The article says,
But buried in the seventh paragraph of the single-spaced document was language that contradicted the free software claim. It stated that consumers would be required to send back two of the four “free” CDs within 10 days or they would be charged a fee of $39 to $49. It also stated that consumers would be enrolled in a software continuity program, would receive additional CDs in the future, and would be charged $39 to $49 for those CDs unless they returned them within 10 days, the FTC said.
The FTC alleged in its complaint that most consumers did not know about these charges or the continuity plan until they were billed. According to the agency, because the defendants did not adequately notify consumers, they could not avoid the charges.
The FTC charged the defendants with unfair and deceptive practices that violate the FTC Act.

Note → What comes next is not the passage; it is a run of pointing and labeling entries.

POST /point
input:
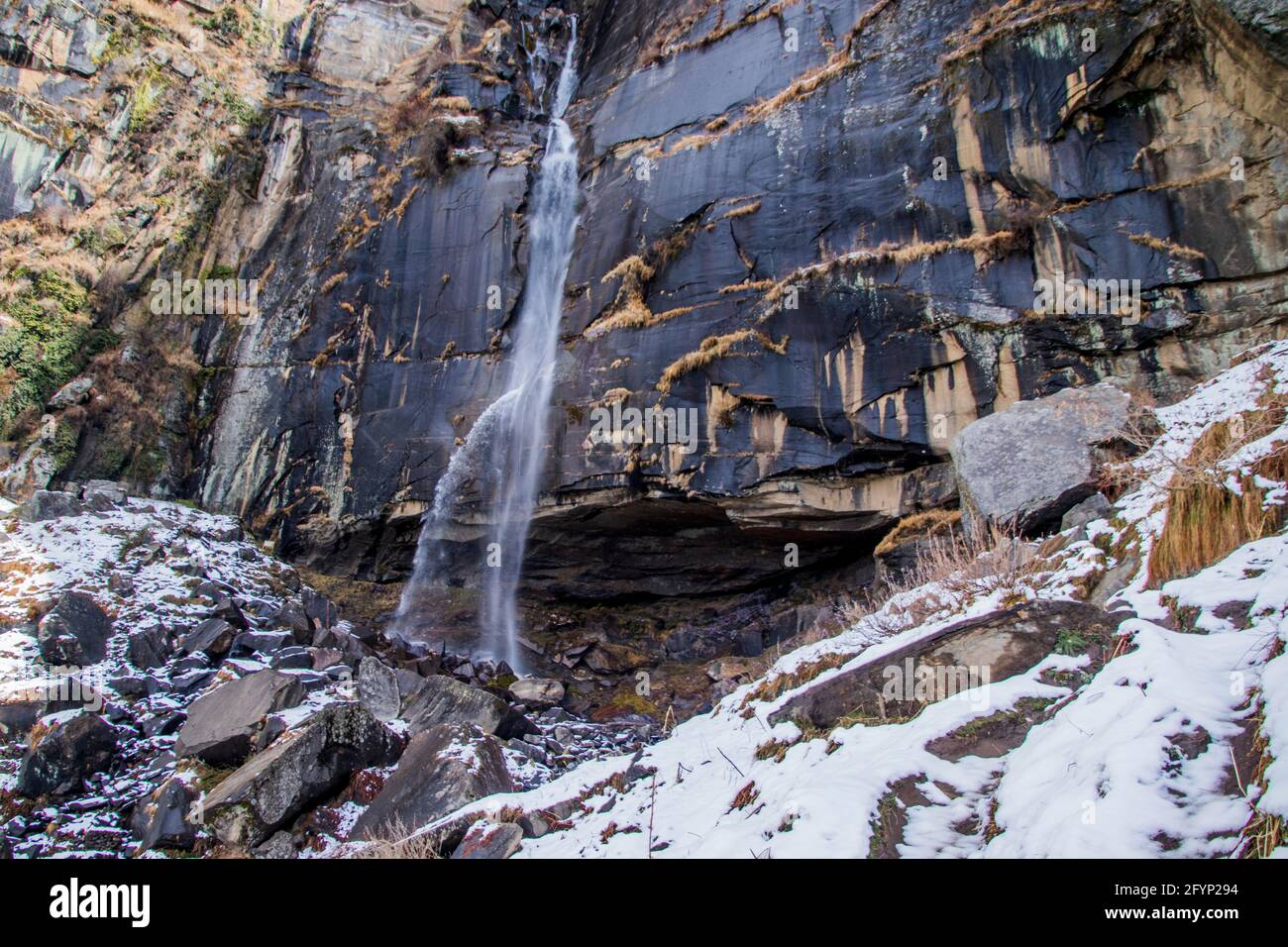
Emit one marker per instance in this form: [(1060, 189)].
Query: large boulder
[(64, 749), (226, 724), (962, 656), (378, 689), (213, 637), (1035, 460), (277, 785), (75, 631), (24, 702), (443, 768), (446, 699)]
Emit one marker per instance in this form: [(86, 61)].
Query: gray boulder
[(446, 699), (65, 749), (1095, 506), (277, 785), (75, 631), (25, 702), (443, 768), (962, 656), (75, 392), (378, 688), (107, 491), (224, 725), (1031, 463)]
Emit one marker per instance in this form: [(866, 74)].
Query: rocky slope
[(1111, 710), (160, 677), (828, 230), (816, 224)]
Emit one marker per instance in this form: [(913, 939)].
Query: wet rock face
[(838, 235), (283, 781), (443, 768), (966, 655), (67, 750)]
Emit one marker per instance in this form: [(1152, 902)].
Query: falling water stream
[(505, 449)]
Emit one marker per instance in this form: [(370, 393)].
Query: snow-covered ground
[(1136, 758)]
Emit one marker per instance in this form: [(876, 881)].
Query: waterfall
[(505, 449)]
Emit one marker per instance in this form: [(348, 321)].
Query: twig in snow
[(730, 762)]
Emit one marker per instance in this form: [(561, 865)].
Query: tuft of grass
[(398, 841), (928, 523), (1212, 510), (1167, 247), (773, 688), (713, 348), (149, 95)]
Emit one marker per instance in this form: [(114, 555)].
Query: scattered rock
[(539, 690), (48, 504), (149, 647), (1095, 506), (75, 631), (962, 656), (1031, 463), (75, 392), (277, 785), (377, 688), (64, 749), (279, 848), (213, 637), (489, 840), (25, 702), (223, 725), (446, 699), (104, 489), (443, 768), (161, 818)]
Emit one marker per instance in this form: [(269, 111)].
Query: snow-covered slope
[(1146, 746)]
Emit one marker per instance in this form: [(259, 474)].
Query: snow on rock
[(1119, 749)]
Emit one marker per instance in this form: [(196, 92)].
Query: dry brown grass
[(995, 245), (397, 841), (1206, 519), (773, 688), (918, 525), (715, 347), (1009, 18), (1167, 247), (840, 62), (1263, 831), (745, 210)]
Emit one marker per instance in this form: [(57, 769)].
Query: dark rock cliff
[(816, 223), (820, 226)]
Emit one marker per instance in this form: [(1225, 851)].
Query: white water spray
[(505, 449)]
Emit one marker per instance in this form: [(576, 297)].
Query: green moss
[(1070, 643), (244, 114), (63, 447), (47, 343)]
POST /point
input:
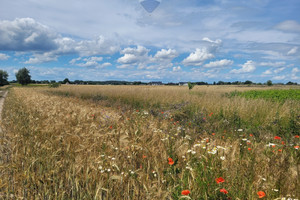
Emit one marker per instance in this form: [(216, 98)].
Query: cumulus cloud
[(248, 67), (292, 51), (176, 69), (134, 56), (90, 62), (4, 56), (289, 25), (219, 63), (165, 55), (198, 57), (272, 64), (25, 34)]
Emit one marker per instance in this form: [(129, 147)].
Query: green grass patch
[(274, 95)]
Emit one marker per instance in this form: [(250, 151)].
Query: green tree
[(3, 78), (269, 83), (23, 76)]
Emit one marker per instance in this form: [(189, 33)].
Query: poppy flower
[(185, 192), (261, 194), (171, 161), (224, 191), (220, 180), (277, 138)]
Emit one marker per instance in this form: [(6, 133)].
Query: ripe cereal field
[(150, 142)]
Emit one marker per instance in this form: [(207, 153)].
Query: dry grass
[(95, 144)]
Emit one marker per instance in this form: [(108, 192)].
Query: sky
[(181, 40)]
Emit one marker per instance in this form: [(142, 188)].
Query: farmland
[(150, 142)]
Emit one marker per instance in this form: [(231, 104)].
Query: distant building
[(156, 83)]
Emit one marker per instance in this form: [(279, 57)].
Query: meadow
[(150, 142)]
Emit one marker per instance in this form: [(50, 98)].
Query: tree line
[(23, 77)]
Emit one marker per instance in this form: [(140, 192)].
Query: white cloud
[(176, 69), (278, 78), (272, 64), (198, 57), (292, 51), (248, 67), (295, 70), (165, 55), (289, 25), (134, 56), (42, 58), (4, 56), (26, 34), (90, 62), (267, 72), (219, 63)]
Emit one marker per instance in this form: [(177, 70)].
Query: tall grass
[(114, 143)]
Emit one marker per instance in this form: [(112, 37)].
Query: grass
[(105, 142), (275, 95)]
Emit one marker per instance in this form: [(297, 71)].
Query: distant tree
[(248, 82), (3, 78), (23, 76), (269, 83), (65, 81), (191, 85)]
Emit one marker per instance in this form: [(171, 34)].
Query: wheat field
[(148, 142)]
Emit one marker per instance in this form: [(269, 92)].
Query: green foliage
[(23, 76), (3, 78), (191, 85)]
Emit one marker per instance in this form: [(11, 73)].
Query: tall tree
[(23, 76), (3, 78)]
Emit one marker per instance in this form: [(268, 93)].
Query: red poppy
[(277, 138), (171, 161), (224, 191), (220, 180), (261, 194), (185, 192)]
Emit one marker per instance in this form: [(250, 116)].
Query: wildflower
[(220, 180), (277, 138), (171, 161), (223, 191), (261, 194), (185, 192)]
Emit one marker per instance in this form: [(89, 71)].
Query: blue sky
[(182, 40)]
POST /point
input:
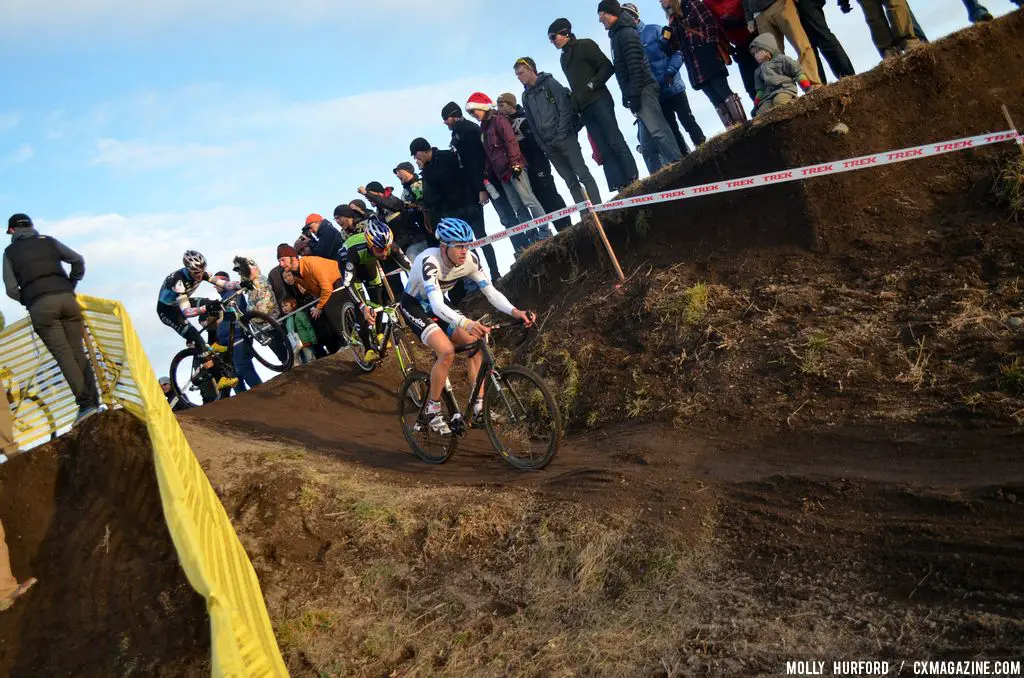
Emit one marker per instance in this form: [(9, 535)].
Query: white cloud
[(139, 155), (137, 18), (23, 154)]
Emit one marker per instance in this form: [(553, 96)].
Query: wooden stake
[(604, 239), (1020, 141)]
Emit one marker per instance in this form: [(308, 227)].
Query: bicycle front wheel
[(428, 446), (193, 385), (350, 329), (267, 341), (521, 418)]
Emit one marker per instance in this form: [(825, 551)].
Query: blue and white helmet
[(452, 230), (379, 234)]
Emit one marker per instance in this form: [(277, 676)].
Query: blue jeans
[(652, 118), (244, 368), (620, 167)]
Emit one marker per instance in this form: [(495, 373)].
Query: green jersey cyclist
[(360, 255), (175, 303), (435, 271)]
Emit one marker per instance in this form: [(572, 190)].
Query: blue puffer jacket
[(665, 68)]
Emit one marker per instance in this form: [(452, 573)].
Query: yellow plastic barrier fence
[(243, 642)]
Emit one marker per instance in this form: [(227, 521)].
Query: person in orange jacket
[(321, 278)]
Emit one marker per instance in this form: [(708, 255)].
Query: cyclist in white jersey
[(434, 272)]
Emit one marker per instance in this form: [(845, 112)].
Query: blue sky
[(133, 131)]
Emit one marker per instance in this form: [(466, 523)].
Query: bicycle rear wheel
[(267, 341), (428, 446), (350, 329), (521, 418), (193, 385)]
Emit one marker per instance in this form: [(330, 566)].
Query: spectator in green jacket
[(300, 326)]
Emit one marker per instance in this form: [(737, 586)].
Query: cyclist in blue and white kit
[(434, 272), (176, 304)]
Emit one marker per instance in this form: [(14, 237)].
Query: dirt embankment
[(872, 296), (83, 515), (790, 433)]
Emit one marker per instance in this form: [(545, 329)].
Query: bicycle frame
[(487, 369)]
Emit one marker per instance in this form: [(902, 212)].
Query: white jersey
[(431, 277)]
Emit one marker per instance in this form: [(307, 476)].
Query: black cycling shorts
[(172, 316), (420, 320)]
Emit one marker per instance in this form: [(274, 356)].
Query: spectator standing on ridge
[(346, 218), (551, 119), (812, 18), (412, 195), (693, 32), (891, 25), (538, 165), (780, 18), (777, 77), (242, 356), (325, 239), (640, 90), (468, 147), (732, 20), (446, 193), (34, 277), (666, 69), (587, 70), (506, 162)]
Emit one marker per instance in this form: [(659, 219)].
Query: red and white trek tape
[(783, 176)]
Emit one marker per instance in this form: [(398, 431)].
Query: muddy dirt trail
[(333, 408)]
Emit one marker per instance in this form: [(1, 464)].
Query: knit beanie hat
[(406, 166), (479, 101), (527, 61), (343, 211), (560, 26), (419, 144), (451, 110), (19, 221)]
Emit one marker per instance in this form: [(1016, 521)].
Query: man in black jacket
[(538, 166), (448, 194), (468, 145), (641, 93), (587, 69), (34, 277)]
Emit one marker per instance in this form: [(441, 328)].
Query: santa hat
[(479, 101)]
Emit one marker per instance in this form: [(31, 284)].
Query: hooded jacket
[(778, 75), (327, 241), (501, 146), (468, 146), (665, 67), (32, 266), (696, 35), (445, 192), (261, 297), (587, 70), (632, 69), (752, 7), (549, 112)]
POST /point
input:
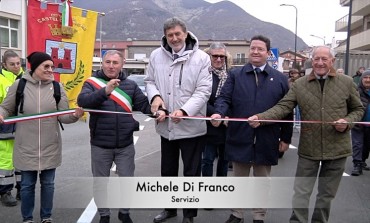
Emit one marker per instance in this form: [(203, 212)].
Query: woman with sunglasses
[(11, 71), (38, 143)]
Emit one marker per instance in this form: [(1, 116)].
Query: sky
[(315, 17)]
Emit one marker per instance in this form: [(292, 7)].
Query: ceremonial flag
[(67, 37)]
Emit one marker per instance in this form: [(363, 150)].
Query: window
[(9, 32)]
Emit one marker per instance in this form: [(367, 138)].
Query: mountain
[(143, 20)]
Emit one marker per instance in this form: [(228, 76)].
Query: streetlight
[(102, 14), (322, 38), (295, 38)]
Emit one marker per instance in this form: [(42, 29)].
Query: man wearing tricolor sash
[(111, 135)]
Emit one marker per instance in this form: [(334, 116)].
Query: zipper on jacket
[(180, 78), (39, 120), (117, 126)]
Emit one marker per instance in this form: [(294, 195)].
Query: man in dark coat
[(111, 135), (250, 89)]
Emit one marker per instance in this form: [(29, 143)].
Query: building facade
[(13, 27), (360, 25)]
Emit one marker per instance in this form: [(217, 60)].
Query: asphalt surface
[(352, 203)]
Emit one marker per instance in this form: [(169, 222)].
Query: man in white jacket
[(179, 84)]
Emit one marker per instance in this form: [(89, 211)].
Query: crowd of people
[(183, 80)]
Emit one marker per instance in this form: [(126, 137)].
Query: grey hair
[(217, 45), (8, 54), (331, 50), (172, 22), (113, 52)]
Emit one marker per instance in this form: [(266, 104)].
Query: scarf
[(222, 76)]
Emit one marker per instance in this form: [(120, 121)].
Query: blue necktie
[(257, 72)]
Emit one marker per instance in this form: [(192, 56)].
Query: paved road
[(351, 205)]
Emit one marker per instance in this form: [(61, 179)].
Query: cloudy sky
[(315, 17)]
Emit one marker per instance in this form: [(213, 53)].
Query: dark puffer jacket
[(112, 130)]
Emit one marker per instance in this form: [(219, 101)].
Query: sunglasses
[(49, 67), (218, 56)]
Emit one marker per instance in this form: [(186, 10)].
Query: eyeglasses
[(259, 49), (218, 56), (14, 64), (48, 67)]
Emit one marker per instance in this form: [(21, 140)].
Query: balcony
[(341, 24), (360, 41), (344, 2), (360, 7)]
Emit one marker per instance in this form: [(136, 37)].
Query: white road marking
[(88, 215)]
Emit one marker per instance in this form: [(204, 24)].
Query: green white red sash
[(117, 95)]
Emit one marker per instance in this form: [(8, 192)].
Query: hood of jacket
[(191, 44)]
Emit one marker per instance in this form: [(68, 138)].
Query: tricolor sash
[(117, 95)]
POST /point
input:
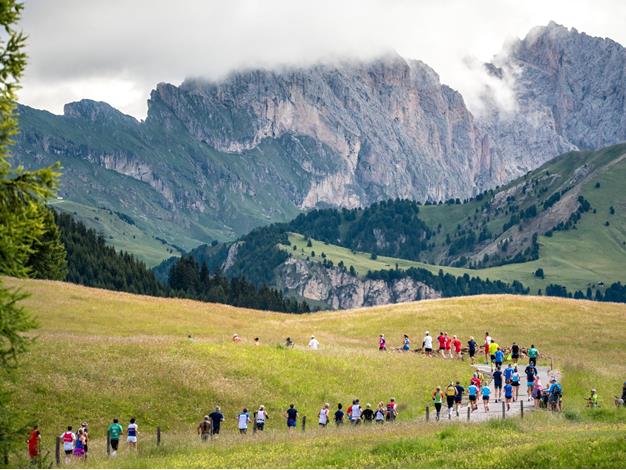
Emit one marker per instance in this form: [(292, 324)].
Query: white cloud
[(116, 51)]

The agency also charged them with violating the Unordered Merchandise Statute, which prohibits billing recipients for merchandise they did not order.
The settlement bars the defendants from making misrepresentations, including misrepresenting that items are “free” when they aren’t. It requires that the defendants disclose all the terms and conditions of any negative option offer. It bars the defendants from charging consumers for products or services without their consent, and without first disclosing the terms of any refund or cancellation policy.
The settlement also prohibits the defendants from sharing their customer lists, and contains bookkeeping and record keeping provisions to allow the agency to monitor their compliance. Finally, under the terms of the settlement, the defendants will pay approximately $2,167,500 in consumer compensation.